The questionable, unprofessional, deceptive, behaviors of another ARE NOT OUR FAULT, neither are they our responsibility. Contrary to the toxic over-responsibility movement, the bad behaviors of another HAVE NOTHING to do with our unhealed wounds. Instead, the feelings that arise in us when faced with another’s unsavory behavior is simply our TRUTH BAROMETER calling BULLSHIT. Isn’t it long past time we start listening to that voice and stop taking responsibility for other people’s shitty behavior?

Loved a Narcissist?

If you have loved a narcissist, absolutely NOTHING was your fault. NOTHING was your responsibility. There were no lessons to learn.

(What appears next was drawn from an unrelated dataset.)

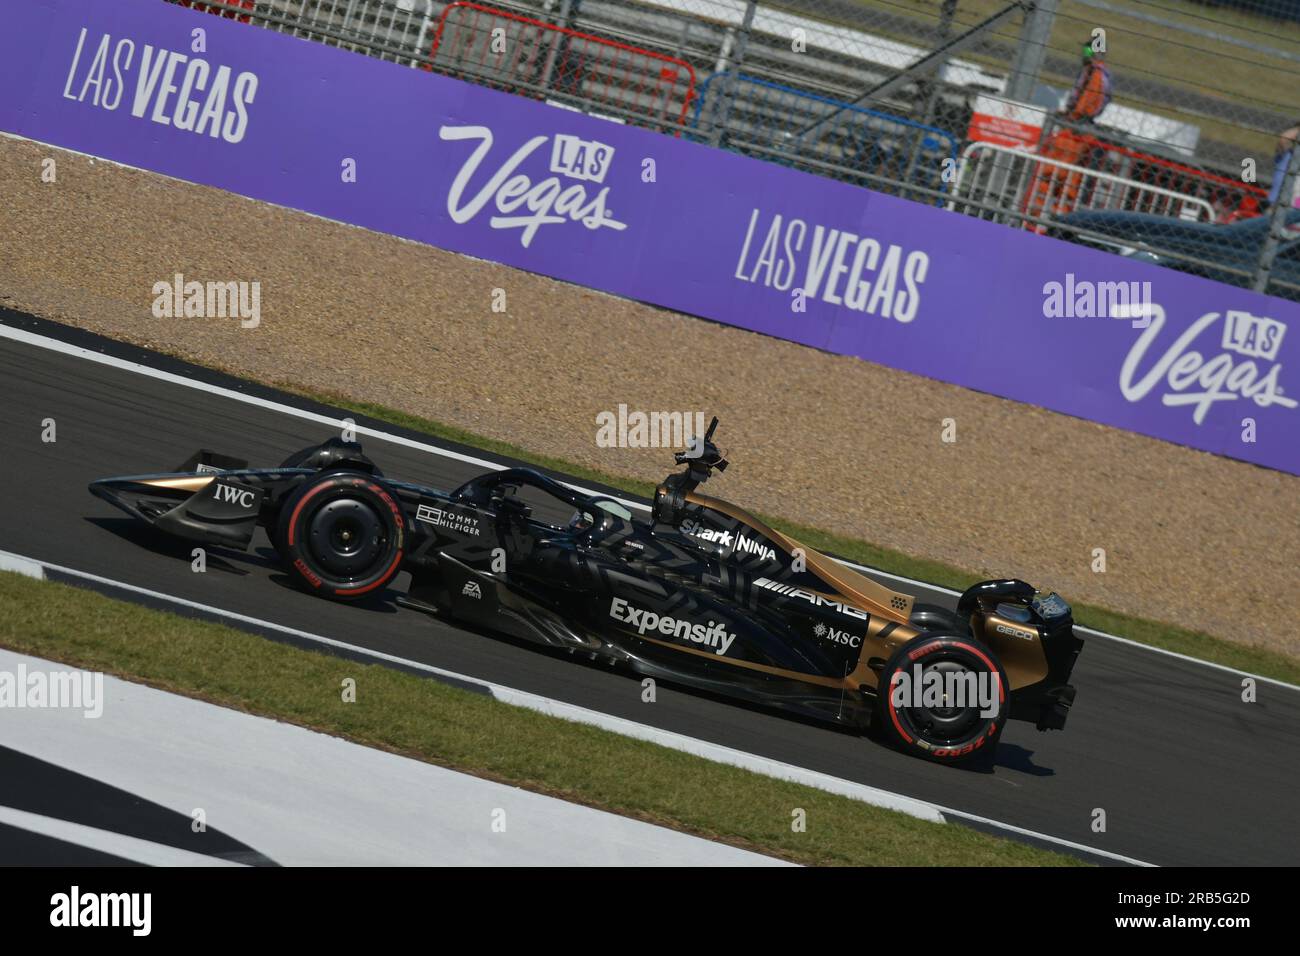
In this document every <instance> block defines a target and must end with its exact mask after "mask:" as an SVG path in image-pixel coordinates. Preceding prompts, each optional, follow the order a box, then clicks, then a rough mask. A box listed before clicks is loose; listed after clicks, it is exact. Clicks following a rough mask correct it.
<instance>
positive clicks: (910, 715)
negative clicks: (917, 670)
mask: <svg viewBox="0 0 1300 956" xmlns="http://www.w3.org/2000/svg"><path fill="white" fill-rule="evenodd" d="M932 672H936V674H939V676H940V679H943V680H944V682H945V695H944V698H943V702H940V704H937V705H931V706H923V705H922V706H909V708H901V710H902V713H904V714H906V717H907V722H909V723H910V724H911V726H913V730H914V731H915V732H917V734H918V735H919V736H920V737H923V739H924V740H927V741H930V743H933V744H948V743H953V741H957V740H963V739H966V737H967V736H970V732H971V731H972V730H974V728H975V727H978V726H979V724H980V722H982V719H985V718H983V715H982V714H980V710H982V708H980V705H979V702H976V704H975V705H974V706H970V705H965V706H958V705H957V702H956V700H952V698H950V697H949V696H948V693H946V687H948V685H946V680H948V678H949V676H953V678H961V679H963V680H965V679H966V678H963V676H962V675H966V674H974V675H975V676H976V679H978V678H979V675H980V671H975V670H972V669H971V667H969V666H967V665H966V663H965V662H962V661H954V659H941V661H935V662H933V663H931V665H928V666H926V667H924V669H923V670H922V679H923V680H928V679H931V678H930V674H932Z"/></svg>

Instead, EVERYTHING is the responsibility and fault of the narcissist. Narcissists prey on our tender, generous, and vulnerable hearts. They deceive us for their gain. They keep secrets to guarantee our curiosity and hope. They know their actions are manipulative and evil, but they also know the capacity of our forgiveness and our willingness to see them through the lens of compassion and understanding. They thrive on us feeling sorry for them because of the wounds that make them do the hateful things they do. They know that instead of holding them accountable, we will take responsibility for their actions, or at the very least, view every single conflict as a vehicle for learning and growth.

They also know all the ways in which we’ve been punished in the past for asking for our needs to be met or inviting another’s accountability, and they will punish us in the same way. They know we are used to being the grown up in a relationship and that we were forced to grow up early and to bear the burden of over responsibility very early in our lives.

They know of our shame and our guilt and they use these against us, for they have neither.

A narcissist has no shame. They will never apologize or take responsibility for their actions. They will never work to make things right.

With a narcissist, there is only one thing we can do: 

WALK AWAY AND NEVER LOOK BACK

You did nothing wrong. Nothing was your fault. There were no lessons to learn, except perhaps, to get the f*ck out. And I guarantee, the narcissist won’t bat and eye and will likely never think of you again – for they’re already on to the next person to harm.